Blackmun was praised for being a "fact-based," "pragmatic" judge. In part, Blackmun never understood the difference between being a lower court judge (a job he performed fairly well from 1959 to 1970), and being a Supreme Court Justice, where logical consistency and principal are supposed to have more importance.

President Nixon had wanted primarily a nominee who would uphold "law and order." And Blackmun proved a generally reliable vote in favor of ignoring the language of the Constitution (which says that searches require a warrant based on probable cause) in favor of the "pragmatic" demands of law enforcement. Blackmun played a particularly important role in a series of cases which essentially gave the police carte blanche to search automobiles.

Even pragmatism could be jettisoned when Blackmun wanted to uphold a particular government practice. In a 1988 case involving drunk driving roadblocks, the American Civil Liberties Union presented unrefuted evidence that such roadblocks do not lower the drunk driving rate. Nevertheless, Blackmun voted to uphold the legality of the police pulling cars over the road late at night, shining a flashlight in the driver's face, and conducting an interrogation. The "carnage on the highways" made Justice Blackmun determined to do something, regardless of whether that something did any good.

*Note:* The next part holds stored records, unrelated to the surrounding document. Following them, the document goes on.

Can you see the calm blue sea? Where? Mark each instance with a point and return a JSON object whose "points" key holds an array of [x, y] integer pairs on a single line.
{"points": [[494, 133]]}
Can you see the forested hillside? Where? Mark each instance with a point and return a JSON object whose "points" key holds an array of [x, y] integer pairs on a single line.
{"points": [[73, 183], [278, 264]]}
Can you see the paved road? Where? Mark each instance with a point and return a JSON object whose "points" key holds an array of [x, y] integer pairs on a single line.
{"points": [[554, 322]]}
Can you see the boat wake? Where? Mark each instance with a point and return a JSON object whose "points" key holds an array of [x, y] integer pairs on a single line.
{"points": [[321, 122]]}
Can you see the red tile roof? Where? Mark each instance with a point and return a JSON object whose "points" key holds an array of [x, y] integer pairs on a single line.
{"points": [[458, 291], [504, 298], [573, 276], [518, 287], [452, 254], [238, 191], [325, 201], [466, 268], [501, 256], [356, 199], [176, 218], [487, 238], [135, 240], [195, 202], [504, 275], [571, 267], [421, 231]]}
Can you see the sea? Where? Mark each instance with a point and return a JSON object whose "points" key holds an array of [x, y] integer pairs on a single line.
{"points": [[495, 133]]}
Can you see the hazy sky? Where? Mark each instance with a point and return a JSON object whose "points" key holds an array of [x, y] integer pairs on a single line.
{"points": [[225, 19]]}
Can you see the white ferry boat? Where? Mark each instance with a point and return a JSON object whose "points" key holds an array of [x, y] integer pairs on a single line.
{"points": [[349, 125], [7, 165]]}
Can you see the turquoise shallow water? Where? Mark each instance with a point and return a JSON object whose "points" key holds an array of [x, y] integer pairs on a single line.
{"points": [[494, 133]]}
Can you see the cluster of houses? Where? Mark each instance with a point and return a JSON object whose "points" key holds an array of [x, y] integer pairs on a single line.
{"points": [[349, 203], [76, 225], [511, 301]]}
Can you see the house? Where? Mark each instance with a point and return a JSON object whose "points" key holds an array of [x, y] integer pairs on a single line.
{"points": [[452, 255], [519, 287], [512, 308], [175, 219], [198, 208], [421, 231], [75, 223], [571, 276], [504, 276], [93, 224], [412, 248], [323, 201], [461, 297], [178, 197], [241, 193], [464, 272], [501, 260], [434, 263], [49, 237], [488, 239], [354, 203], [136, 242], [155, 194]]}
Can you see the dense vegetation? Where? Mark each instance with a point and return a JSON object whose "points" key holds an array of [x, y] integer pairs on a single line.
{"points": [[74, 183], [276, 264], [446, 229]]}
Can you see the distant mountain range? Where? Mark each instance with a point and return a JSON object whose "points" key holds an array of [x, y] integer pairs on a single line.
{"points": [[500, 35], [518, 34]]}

Blackmun recently won media kudos for announcing that he would henceforth never vote to uphold the death penalty. While there are good arguments to make about the unconstitutionality of the death penalty under certain circumstances, claiming that the Supreme Court has the authority to outlaw the death penalty entirely is ludicrous. The Constitution makes specific reference to "capital" offenses.

The legitimacy of the Supreme Court depends on the public's perception that Court decisions are not just the result of nine old people making up what the rules should be. Supreme Court decisions need to have a principled basis the Constitutional text, history, and case law. But far too many of Justice Blackmun's opinions simply reflected what he thought would be a good idea, and his ability as a Justice to impose his ideas on the rest of the country.

Thanks to Justice Blackmun's often decisive fifth vote, reverse discrimination is the law of the land, and local governments are as race-conscious as ever. The language and intent of the federal Civil Rights Act of 1964 plainly outlaw such discrimination, but that fact was of no matter to Justice Blackmun's determination to let cities allocate 36.4% of road crew jobs to women, or 30% of construction contracts to minorities, even when there was no connection between the supposedly "remedial" quotas and past discrimination.

Harry Blackmun was a pragmatist who stuck closely to the facts of the matter before him. Blackmun's skills would have served him well in a legislature, or in a medical practice. But the Supreme Court needs a Constitutionalist who will defend the principles of freedom on which America is founded. President Clinton owes the nation more than someone who will follow in Blackmun's footsteps.